The Ghana Tourist Board has put in place measures to enforce regulations to ensure the safety of people who patronize swimming pools at hotels and public places and to improve standards in the hospitality industry.
The Board has therefore trained 28 people from various hotels in the country at the Aquatic Life Saving Training Programme held in collaboration with the Regional Maritime University.
Mr. Martin Mireku, Executive Director of the Ghana Tourist Board, announced this at the end of the two-week training programme.
He said the regulations by the Board included the employment of trained and skilled life guards at hotels, provision of life jackets, swimming pool equipment and materials for maintenance and cleaning, markings showing the depth at each level of the pool and the dos and don'ts sign at every pool side.
"Most swimming pools do not have life guards and the few available are untrained and therefore cannot save lives...most of the lifeguards at swimming polls in hotels do not even know how to swim," he said.
He said the board had decided to mount an educational campaign on the issue and all facility owners were expected to comply or have their pools closed down.
Mr Mireku said the board would also organize training programmes for lifeguards at the beaches and waterfalls to stem the occurrence of drowning during mass events at water bodies and to encourage more Ghanaians to go for leisure at such tourist sites.
He urged the trainees to practice what they had learnt and called on pool owners who do not have qualified attendants to take advantage of subsequent training programmes to either train a life guard or sharpen their skills.
In a speech read on her behalf, Mrs Oboshie Sai-Cofie, Minister of Tourism and Diasporan Relations, urged the board to identify and mark areas along the coastline to indicate places which were dangerous for swimming from Aflao to Jewi-Wharf to discourage people from swimming in those areas.
She also urged the board to mark safe sailing lines in rivers, lakes and lagoons as well as the Volta Lake.

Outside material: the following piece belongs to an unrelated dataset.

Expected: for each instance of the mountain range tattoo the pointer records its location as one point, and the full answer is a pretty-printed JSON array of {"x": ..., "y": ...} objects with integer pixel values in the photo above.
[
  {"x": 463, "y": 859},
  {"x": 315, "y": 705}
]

"We believe that should our tourist attraction sites, especially water bodies become unsafe due to drowning and other health hazards, our (country) will no longer be the preferred destination but the destination to be avoided."
Mrs. Sai-Cofie said swimming pools played an important role in hotel operations and it was important that safety measures were adopted in managing such facilities.
She appealed to all district assemblies with waterfalls and other water bodies used for recreational activities to send their representatives for subsequent training programmes.